A 72 year old man attended the emergency department with acute epigastric pain. Biochemistry results were reviewed with a lipase of 1680 U/L (ref range <60 U/L). He was treated conservatively. He had a labile course throughout his admission and on day 7 he had significant deterioration. Abdominal CT scan demonstrated marked mechanical large bowel obstruction at the level of the sigmoid colon, caecum dilated with features suggestive of ischaemia in the caecal wall and backflow dilatation of the small bowel loops. The patient was transferred to a tertiary centre for subsequent laparotomy and bowel resection.

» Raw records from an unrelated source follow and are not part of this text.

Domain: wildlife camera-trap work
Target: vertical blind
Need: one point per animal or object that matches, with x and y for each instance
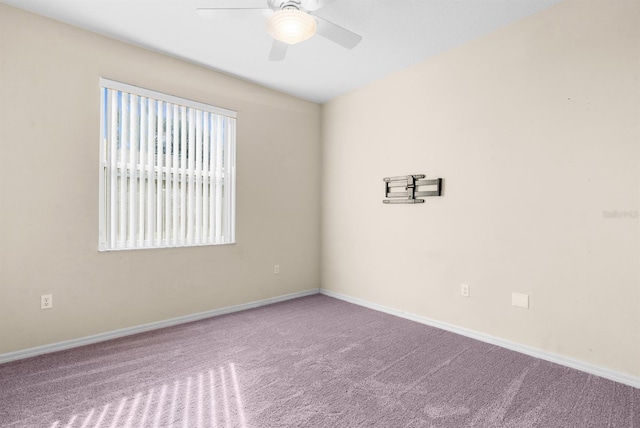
(167, 170)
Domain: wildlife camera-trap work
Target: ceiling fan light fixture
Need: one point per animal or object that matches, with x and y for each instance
(291, 26)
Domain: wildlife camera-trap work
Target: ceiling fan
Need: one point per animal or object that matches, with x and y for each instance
(292, 21)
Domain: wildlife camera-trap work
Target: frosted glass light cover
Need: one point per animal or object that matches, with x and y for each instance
(291, 26)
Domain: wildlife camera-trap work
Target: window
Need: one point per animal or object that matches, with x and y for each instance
(167, 170)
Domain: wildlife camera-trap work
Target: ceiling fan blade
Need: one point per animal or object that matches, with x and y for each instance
(278, 50)
(214, 12)
(311, 5)
(337, 34)
(233, 4)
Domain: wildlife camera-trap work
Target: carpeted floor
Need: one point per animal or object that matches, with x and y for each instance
(309, 362)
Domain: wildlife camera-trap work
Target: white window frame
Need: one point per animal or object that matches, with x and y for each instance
(197, 200)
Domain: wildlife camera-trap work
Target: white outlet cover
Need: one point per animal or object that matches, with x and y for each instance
(46, 301)
(520, 300)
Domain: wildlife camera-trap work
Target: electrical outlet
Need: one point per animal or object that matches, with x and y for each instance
(46, 301)
(464, 290)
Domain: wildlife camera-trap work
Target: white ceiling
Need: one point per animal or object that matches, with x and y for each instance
(396, 34)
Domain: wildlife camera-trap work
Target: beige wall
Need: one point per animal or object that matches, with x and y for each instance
(49, 134)
(536, 130)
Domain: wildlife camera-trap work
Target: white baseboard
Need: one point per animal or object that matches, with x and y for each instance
(73, 343)
(624, 378)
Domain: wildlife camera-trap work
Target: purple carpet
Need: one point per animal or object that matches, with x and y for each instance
(309, 362)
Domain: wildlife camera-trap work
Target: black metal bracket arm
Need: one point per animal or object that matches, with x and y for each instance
(410, 183)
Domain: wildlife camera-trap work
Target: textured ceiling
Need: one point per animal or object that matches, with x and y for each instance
(396, 34)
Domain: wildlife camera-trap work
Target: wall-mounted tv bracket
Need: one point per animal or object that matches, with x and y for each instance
(410, 184)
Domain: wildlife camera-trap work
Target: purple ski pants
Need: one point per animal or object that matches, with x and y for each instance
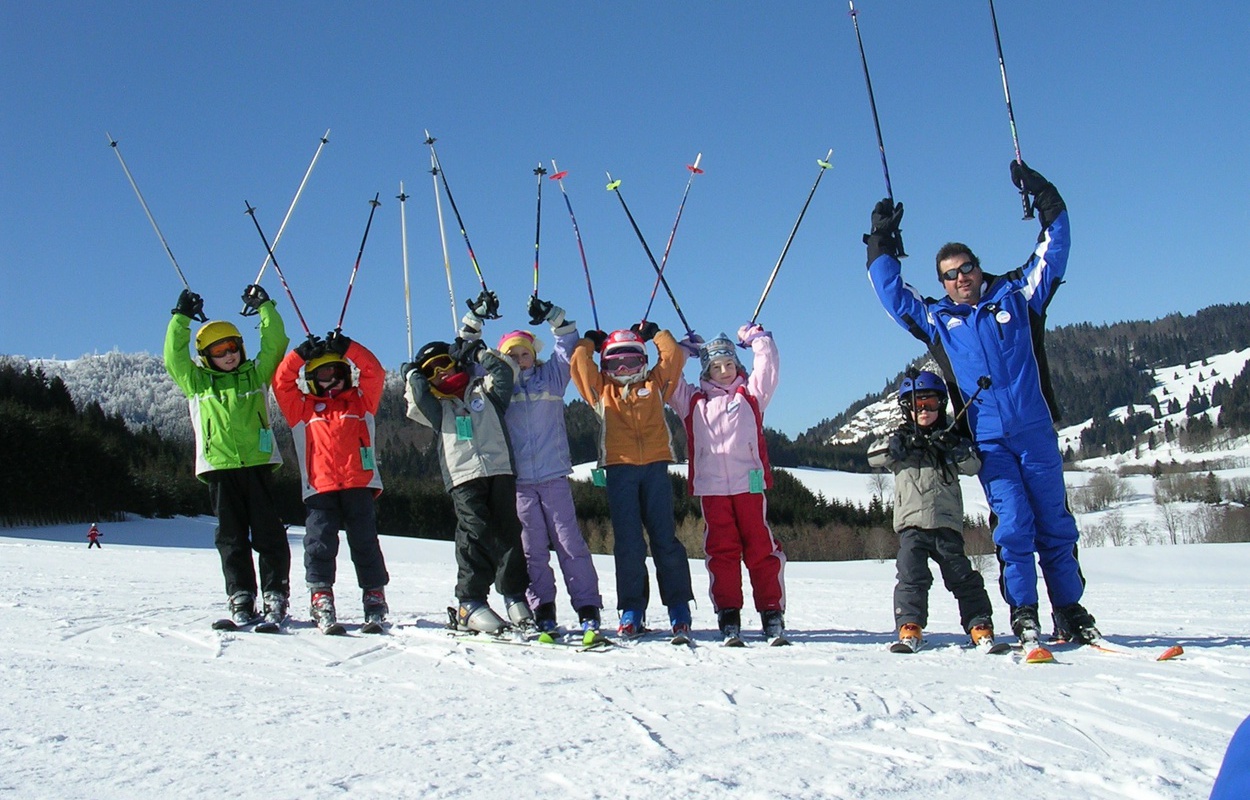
(549, 523)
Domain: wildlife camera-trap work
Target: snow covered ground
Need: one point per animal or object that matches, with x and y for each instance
(115, 686)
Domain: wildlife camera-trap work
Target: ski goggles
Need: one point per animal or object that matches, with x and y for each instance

Colonic complications of acute pancreatitis are uncommon. An analysis of pooled data reports the incidence of colonic complications from acute pancreatitis to be 3.3% and those from severe acute pancreatitis 15% (Bassi et al., 2001 [2]). Knowledge about colonic perforation from acute pancreatitis has been limited to few case reports, thus diagnostic and management dilemmas continue to persist.

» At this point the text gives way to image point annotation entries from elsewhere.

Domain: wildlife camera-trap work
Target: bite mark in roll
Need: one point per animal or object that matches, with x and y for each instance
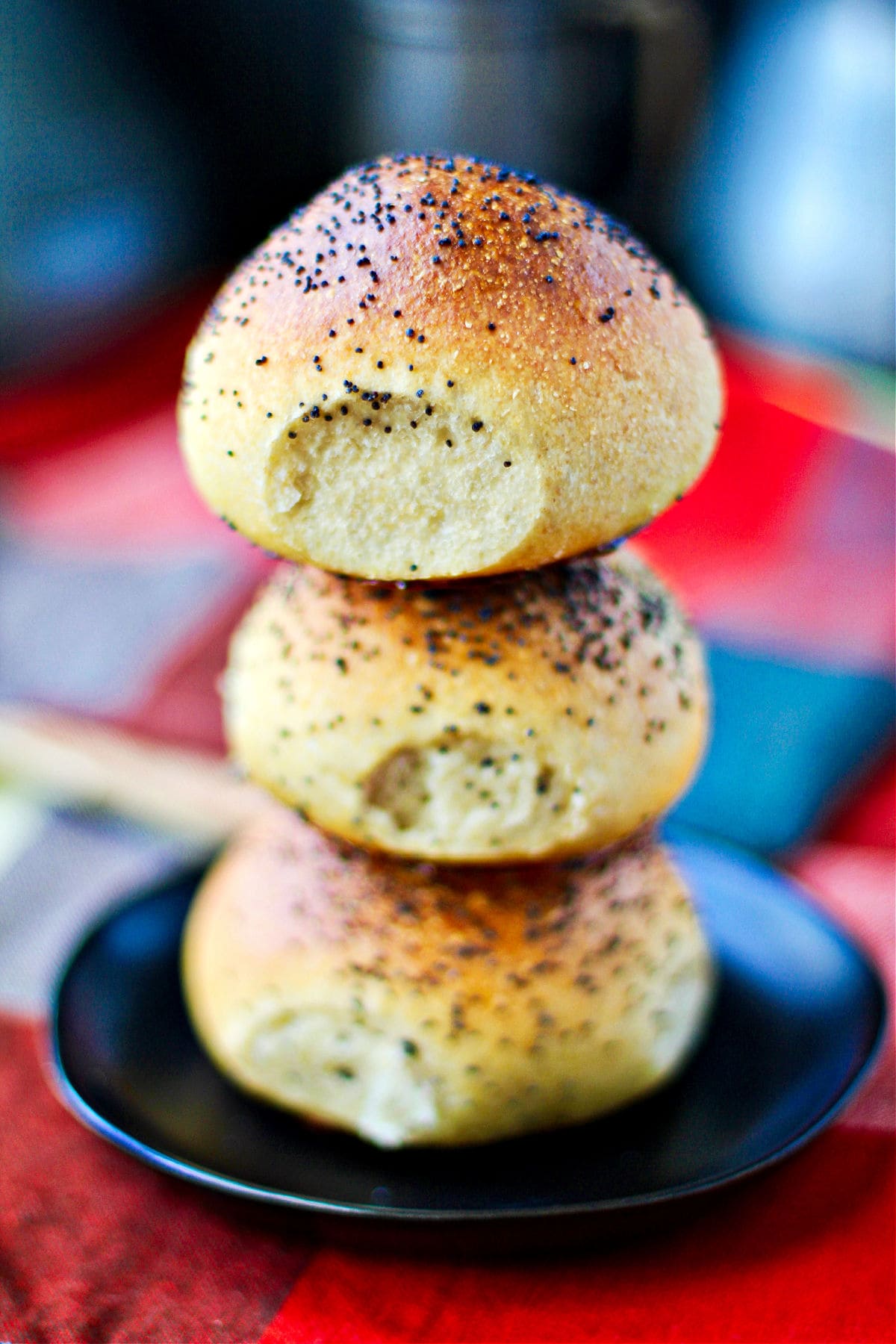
(415, 1004)
(442, 369)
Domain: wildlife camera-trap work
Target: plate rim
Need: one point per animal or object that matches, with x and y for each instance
(206, 1177)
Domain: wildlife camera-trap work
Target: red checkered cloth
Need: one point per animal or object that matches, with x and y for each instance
(96, 1248)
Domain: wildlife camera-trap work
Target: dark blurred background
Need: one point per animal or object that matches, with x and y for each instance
(146, 147)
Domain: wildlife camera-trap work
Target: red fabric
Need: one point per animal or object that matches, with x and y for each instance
(96, 1249)
(802, 1254)
(141, 370)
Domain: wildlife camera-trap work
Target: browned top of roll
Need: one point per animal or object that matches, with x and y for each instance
(440, 253)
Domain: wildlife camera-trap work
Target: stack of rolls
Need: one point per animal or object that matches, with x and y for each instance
(440, 393)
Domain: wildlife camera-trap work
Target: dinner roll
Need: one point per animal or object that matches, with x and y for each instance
(526, 717)
(442, 369)
(442, 1006)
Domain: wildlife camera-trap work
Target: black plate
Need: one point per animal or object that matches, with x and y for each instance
(798, 1018)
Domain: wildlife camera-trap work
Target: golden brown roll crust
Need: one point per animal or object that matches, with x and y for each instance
(442, 369)
(433, 1006)
(523, 717)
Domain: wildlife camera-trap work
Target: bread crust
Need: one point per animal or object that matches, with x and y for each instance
(415, 1004)
(441, 369)
(523, 717)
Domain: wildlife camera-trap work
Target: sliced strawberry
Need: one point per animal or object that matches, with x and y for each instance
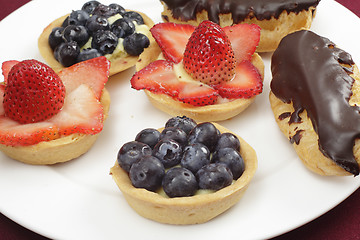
(246, 83)
(13, 133)
(6, 67)
(208, 56)
(157, 77)
(33, 92)
(197, 94)
(82, 113)
(2, 90)
(93, 72)
(244, 39)
(172, 39)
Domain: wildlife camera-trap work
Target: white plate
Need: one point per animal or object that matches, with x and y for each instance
(79, 200)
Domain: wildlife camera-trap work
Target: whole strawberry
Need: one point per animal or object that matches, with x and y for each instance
(33, 92)
(209, 57)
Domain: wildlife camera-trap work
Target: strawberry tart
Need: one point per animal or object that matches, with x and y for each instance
(96, 30)
(277, 18)
(207, 73)
(47, 118)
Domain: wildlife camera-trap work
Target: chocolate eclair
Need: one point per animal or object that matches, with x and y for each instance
(277, 18)
(315, 98)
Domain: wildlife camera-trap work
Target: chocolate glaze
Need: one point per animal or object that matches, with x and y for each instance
(240, 9)
(307, 72)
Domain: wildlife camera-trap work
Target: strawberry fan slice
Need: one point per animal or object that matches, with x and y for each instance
(216, 61)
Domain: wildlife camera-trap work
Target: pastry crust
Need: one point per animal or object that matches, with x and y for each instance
(272, 30)
(117, 65)
(58, 150)
(187, 210)
(307, 148)
(216, 112)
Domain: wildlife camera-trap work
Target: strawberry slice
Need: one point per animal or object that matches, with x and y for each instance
(82, 113)
(244, 39)
(33, 92)
(208, 56)
(172, 39)
(93, 72)
(159, 77)
(246, 83)
(2, 91)
(6, 67)
(13, 133)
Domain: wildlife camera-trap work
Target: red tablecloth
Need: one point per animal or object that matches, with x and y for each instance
(342, 222)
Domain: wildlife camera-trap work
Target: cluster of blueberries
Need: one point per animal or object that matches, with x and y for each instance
(92, 21)
(182, 158)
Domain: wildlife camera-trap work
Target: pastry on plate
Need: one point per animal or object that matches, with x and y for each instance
(277, 18)
(315, 98)
(205, 176)
(96, 30)
(207, 72)
(47, 118)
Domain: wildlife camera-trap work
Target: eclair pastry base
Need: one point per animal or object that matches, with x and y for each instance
(272, 31)
(215, 112)
(187, 210)
(117, 65)
(308, 147)
(58, 150)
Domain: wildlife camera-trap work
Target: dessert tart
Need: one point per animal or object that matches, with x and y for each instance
(190, 205)
(169, 73)
(315, 103)
(63, 126)
(277, 18)
(96, 30)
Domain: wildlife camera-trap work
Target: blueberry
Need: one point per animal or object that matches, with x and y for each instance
(67, 53)
(232, 159)
(117, 8)
(214, 176)
(104, 10)
(195, 156)
(87, 54)
(205, 133)
(147, 173)
(131, 152)
(136, 43)
(179, 182)
(55, 37)
(122, 27)
(228, 140)
(95, 23)
(104, 41)
(149, 136)
(78, 17)
(169, 152)
(134, 16)
(90, 6)
(75, 33)
(175, 134)
(185, 123)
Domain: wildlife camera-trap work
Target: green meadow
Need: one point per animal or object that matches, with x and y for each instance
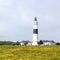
(29, 52)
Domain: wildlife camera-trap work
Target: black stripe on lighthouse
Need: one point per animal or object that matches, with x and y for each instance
(35, 31)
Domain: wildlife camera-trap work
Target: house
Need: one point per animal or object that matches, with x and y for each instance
(48, 42)
(25, 43)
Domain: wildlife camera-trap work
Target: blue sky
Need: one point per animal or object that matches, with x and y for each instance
(16, 19)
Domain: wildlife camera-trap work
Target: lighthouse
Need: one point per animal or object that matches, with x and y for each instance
(35, 32)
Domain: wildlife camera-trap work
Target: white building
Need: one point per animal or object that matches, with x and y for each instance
(48, 42)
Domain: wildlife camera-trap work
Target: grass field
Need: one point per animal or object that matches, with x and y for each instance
(29, 52)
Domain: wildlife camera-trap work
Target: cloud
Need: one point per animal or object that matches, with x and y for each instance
(16, 18)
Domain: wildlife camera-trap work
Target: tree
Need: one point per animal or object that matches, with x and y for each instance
(17, 43)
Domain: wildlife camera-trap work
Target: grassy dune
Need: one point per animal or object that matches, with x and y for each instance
(29, 52)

We report a rare case of ascending colon perforation in severe acute pancreatitis. This is particularly unusual given the anatomical propensity for splenic flexure involvement or transverse colon involvement being noted in literature. This highlights the high index of suspicion required for colonic complications given the varied, non-specific and often delayed presentation of complications.

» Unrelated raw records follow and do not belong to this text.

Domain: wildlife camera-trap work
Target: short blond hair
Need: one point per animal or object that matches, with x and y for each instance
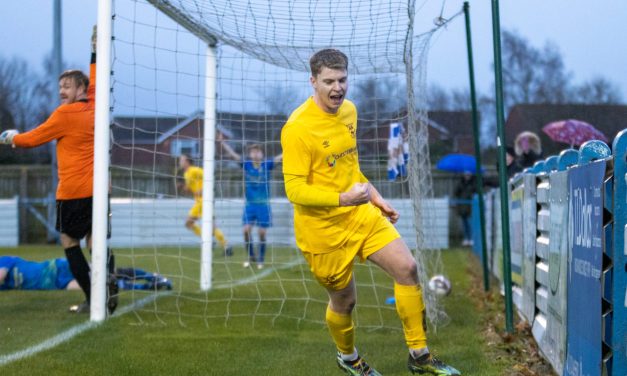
(77, 76)
(329, 58)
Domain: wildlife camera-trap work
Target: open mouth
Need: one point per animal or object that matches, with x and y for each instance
(337, 98)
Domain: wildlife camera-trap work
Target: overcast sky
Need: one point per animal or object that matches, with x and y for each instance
(590, 35)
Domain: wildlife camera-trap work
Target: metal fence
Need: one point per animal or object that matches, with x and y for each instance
(568, 226)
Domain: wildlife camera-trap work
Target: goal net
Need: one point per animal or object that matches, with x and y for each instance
(190, 75)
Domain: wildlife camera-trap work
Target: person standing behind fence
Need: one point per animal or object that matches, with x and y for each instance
(257, 211)
(528, 149)
(464, 190)
(72, 126)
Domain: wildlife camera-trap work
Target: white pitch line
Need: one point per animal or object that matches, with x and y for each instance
(72, 332)
(76, 330)
(257, 276)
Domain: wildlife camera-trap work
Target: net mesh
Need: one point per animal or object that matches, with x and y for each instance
(263, 49)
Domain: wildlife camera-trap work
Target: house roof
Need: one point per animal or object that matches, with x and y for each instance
(142, 130)
(609, 119)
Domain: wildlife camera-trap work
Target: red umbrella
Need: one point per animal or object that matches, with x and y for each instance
(573, 132)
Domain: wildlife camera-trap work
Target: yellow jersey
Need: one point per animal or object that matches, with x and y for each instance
(193, 181)
(323, 148)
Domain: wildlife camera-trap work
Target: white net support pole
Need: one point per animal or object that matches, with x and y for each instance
(101, 165)
(209, 131)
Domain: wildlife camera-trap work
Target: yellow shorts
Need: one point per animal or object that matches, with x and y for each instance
(334, 270)
(196, 210)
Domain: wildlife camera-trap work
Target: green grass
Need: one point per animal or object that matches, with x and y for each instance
(191, 334)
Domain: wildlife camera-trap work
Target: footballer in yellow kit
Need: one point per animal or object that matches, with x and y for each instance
(339, 215)
(193, 184)
(323, 147)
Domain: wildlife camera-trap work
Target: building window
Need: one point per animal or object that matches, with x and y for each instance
(179, 147)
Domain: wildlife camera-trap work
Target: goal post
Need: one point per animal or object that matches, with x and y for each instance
(208, 167)
(185, 69)
(98, 308)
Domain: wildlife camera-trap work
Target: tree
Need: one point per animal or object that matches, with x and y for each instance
(598, 90)
(280, 99)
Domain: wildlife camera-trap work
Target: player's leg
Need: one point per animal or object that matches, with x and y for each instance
(396, 259)
(248, 241)
(261, 231)
(249, 218)
(78, 266)
(3, 274)
(264, 220)
(334, 271)
(218, 235)
(194, 214)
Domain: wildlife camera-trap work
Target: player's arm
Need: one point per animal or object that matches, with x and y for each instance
(377, 200)
(296, 169)
(51, 129)
(302, 193)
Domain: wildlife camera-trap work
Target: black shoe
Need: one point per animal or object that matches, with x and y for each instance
(80, 308)
(430, 365)
(356, 368)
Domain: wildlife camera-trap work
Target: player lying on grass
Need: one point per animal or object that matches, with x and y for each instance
(72, 126)
(17, 273)
(192, 176)
(339, 215)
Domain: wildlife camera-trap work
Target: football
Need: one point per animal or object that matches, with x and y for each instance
(440, 285)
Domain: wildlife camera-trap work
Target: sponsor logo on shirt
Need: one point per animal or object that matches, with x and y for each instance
(351, 129)
(331, 159)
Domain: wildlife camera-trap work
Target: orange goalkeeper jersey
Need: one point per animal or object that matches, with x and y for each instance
(72, 125)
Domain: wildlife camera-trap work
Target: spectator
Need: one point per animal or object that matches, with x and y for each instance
(512, 164)
(528, 149)
(464, 191)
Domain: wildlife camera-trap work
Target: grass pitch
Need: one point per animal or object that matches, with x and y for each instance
(267, 322)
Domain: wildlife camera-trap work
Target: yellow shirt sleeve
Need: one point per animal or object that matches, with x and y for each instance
(362, 178)
(301, 193)
(296, 152)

重症急性胰腺炎的发病率和死亡率都很高。这是胰腺及胰腺外坏死伴随后续感染发展的结果,可导致多器官功能衰竭。并发症包括局部肠梗阻、脓肿形成、机械性梗阻、破裂和穿孔进入胃肠道以及瘘管形成(奥尔德里奇等人,1989年;巴西等人,2001年[1,2])。
一名72岁男性因急性上腹部疼痛就诊于急诊科。生化检查结果显示脂肪酶为1680 U/L(参考范围<60 U/L)。他接受了保守治疗。在整个住院期间病情不稳定,第7天病情显著恶化。腹部CT扫描显示乙状结肠水平存在明显的机械性大肠梗阻,盲肠扩张,盲肠壁有缺血迹象,小肠袢出现逆流扩张。患者被转至三级中心接受后续剖腹手术和肠切除术。
急性胰腺炎的结肠并发症并不常见。对汇总数据的分析报告显示,急性胰腺炎结肠并发症的发生率为3.3%,重症急性胰腺炎为15%(巴西等人,2001年[2])。关于急性胰腺炎导致结肠穿孔的知识仅限于少数病例报告,因此诊断和管理难题仍然存在。
我们报告了一例重症急性胰腺炎导致升结肠穿孔的罕见病例。鉴于文献中指出脾曲或横结肠受累的解剖学倾向,这一病例尤为特殊。鉴于并发症表现多样、非特异性且往往延迟出现,这凸显了对结肠并发症需保持高度怀疑。